A la luz del crepúsculo,
los árboles parecen infinitos. A punto de consumirse, el sol deja
caer los últimos rayos sobre las copas policromadas. Ámbar y
carmesí. Débiles. Como un último suspiro. Se le pierde la mirada
en lontananza mientras el corazón se remueve, agitado, en la caja
torácica. El bosque siempre es cobijo. Allí, en medio de ninguna
parte, no duele no ser nadie. No ser nada. Susurra el aire entre los
árboles y él siente cómo le enrojece las mejillas. El crepitar de
las hojas secas bajo sus pies hace enmudecer todo lo demás. Excepto
el pensamiento. A la luz del crepúsculo podría escribir los versos
más tristes. El sol agoniza. Allí, engullido por la naturaleza, se
detiene. Escucha latir su corazón y escucha el aire que susurra
entre los árboles y que le enrojece las mejillas. El bosque habla de
poesía.

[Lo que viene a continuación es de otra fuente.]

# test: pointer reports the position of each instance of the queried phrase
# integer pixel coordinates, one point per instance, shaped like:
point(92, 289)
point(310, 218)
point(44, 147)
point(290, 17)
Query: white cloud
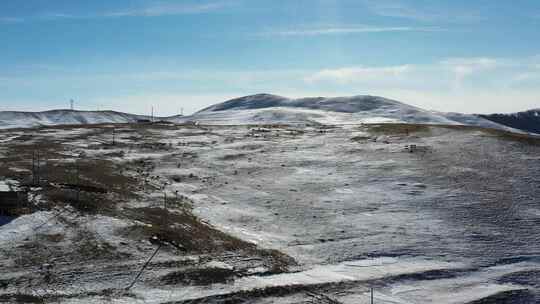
point(151, 10)
point(11, 19)
point(423, 13)
point(349, 30)
point(163, 9)
point(350, 75)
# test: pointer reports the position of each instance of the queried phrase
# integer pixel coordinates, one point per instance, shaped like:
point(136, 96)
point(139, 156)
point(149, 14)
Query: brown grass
point(397, 129)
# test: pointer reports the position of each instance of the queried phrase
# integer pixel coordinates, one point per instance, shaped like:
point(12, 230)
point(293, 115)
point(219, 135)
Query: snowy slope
point(528, 121)
point(12, 119)
point(266, 108)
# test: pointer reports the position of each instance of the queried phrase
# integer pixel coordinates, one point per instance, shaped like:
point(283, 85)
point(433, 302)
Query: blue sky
point(467, 56)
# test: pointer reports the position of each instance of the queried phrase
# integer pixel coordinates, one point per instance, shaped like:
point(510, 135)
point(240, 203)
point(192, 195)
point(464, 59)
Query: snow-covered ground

Se siente arropado por una suerte de intimidad. Amparado por
un espejismo. Y allí, de repente, la vida se convierte en algo
tangible. La siente dentro y también la siente fuera. Palpita en
derredor. Como un espectro. Como si fuera parte de la naturaleza.
Tiene el pecho henchido
de tal manera que se siente capaz de escribir los versos más
tristes. De corrido. Hasta que se le acaben las metáforas.